Na época da implementação do programa, a Sedec era comandada por Edson Brum, que hoje é conselheiro do TCE, e por Joel Maraschin, atual chefe de gabinete na Secretaria da Agricultura. Ambos frisaram que a operacionalização ficou a cargo dos bancos públicos, que são vinculados à pasta.
Como se trata de uma auditoria operacional, não há perspectiva de responsabilização dos gestores públicos. O relatório traz recomendações dos auditores ao governo estadual, que precisarão ser votadas no pleno do TCE. A relatoria do processo está com o conselheiro Alexandre Postal.
Contrapontos
A Secretaria de Desenvolvimento Econômico e os ex-secretários Edson Brum Joel Maraschin se manifestaram em reportagem da GZH. Confira o que disseram:
Secretaria de Desenvolvimento Econômico
"Os apontamentos da auditoria do TCE têm o intuito de aperfeiçoar o processo e estamos dispostos a dar a nossa contribuição. No caso do Programa Juro Zero, criado para atender a uma demanda específica da pandemia, cerca de 15 mil micro e pequenas empresas foram beneficiadas e em torno de 500 apresentaram alguma inadequação, como algum desajuste no cadastro da Junta Comercial, situações que necessitam de uma análise mais apurada. Isso significa que, em média, apenas 3,5% das empresas estavam com alguma pendência, um valor percentual extremamente baixo, e somente três empresas saíram do Estado.
O programa priorizou a desburocratização dos processos para liberação de recursos a fim de que os empreendedores contemplados tivessem acesso ao valor em tempo hábil. O subsídio só foi autorizado para operações regulares e adimplentes, não sendo permitido para refinanciamento e renegociação. Caso houvesse inadimplência, o prejuízo seria para os bancos envolvidos, mas não se tem notícia desse cenário.

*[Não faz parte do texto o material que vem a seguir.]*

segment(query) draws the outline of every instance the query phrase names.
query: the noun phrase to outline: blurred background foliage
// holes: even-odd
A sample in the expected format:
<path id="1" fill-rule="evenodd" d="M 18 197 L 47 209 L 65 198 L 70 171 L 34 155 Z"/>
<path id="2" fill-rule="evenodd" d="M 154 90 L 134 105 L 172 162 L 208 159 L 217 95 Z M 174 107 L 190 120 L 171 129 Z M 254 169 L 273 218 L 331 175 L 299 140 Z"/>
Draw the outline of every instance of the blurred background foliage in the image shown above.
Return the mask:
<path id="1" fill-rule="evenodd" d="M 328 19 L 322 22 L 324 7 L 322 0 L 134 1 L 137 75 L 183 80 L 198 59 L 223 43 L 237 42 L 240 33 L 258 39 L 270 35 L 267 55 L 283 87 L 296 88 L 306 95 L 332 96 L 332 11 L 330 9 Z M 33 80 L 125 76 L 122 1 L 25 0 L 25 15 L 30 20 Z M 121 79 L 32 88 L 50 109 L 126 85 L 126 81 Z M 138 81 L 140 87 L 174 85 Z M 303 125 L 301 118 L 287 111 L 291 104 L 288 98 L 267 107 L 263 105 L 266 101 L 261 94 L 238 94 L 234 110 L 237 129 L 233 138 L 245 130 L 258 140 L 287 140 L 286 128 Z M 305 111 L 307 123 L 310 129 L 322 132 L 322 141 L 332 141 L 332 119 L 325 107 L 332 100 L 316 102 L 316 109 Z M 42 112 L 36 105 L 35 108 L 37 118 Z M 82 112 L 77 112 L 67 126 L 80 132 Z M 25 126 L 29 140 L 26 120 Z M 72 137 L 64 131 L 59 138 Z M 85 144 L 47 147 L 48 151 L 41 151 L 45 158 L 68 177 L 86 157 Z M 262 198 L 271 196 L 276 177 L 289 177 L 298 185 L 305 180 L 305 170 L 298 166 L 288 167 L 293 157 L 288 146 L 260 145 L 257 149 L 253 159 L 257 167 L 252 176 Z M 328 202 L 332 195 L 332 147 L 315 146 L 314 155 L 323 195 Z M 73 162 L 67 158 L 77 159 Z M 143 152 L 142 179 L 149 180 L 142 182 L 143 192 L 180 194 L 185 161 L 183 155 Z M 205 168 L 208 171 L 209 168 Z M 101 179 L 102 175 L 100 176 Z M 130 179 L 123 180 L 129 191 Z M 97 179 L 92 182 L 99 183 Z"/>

A Sedec não pretende retomar o programa, tendo em vista que foi uma política pública criada para atender a uma demanda específica da pandemia. Porém, existem linhas de financiamento gerenciadas pelo BRDE e pelo Badesul, vinculados à secretaria, que disponibilizam crédito a empreendedores. Da mesma forma, continuamos trabalhando outras possibilidades de atender a demandas dos empreendedores.
O valor máximo de aporte será de R$ 100 milhões, sendo liberado parcialmente até junho de 2025, o que representou uma injeção de R$ 382 milhões na economia gaúcha, beneficiando os 15 mil empreendedores. O programa, que tem os juros amortizados mês a mês, subsidia parte dos valores pagos pelos beneficiados, os quais quitarão o financiamento em até 33 meses, com prazo de carência de três meses."
Ex-secretário Edson Brum
"Não conheço a auditoria e possíveis apontamentos e que tem prazos para esclarecimentos, tudo dentro da normalidade. O programa Juro Zero tem regras e foi executado pelo Badesul e BRDE."
Ex-secretário Joel Maraschin
"O Juro Zero foi uma política de Estado, criada para auxiliar micro e pequenos empreendedores na retomada da economia pós-pandemia. O papel do Estado foi oportunizar através do programa o subsidio de juros para MEIs, MEs e EPPs. Todavia, a operação bancária em si, foi uma relação banco x cliente, com a análise de crédito, solicitação de documentos, e ainda com uma declaração feita pelo tomador de crédito, baseada na lei de liberdade econômica, onde o empreendedor assinava que os dados fornecidos eram verdadeiros. Ou seja, o capital emprestado não era do Estado, e sim dos recursos próprios das instituições bancárias e a eles cabia aprovar ou não a liberação de recursos, mediante as informações fornecidas. O Juro Zero beneficiou mais de 15 mil CNPJ, e alavancou aproximadamente R$ 400 milhões em crédito para reaquecimento da economia aos empreendedores."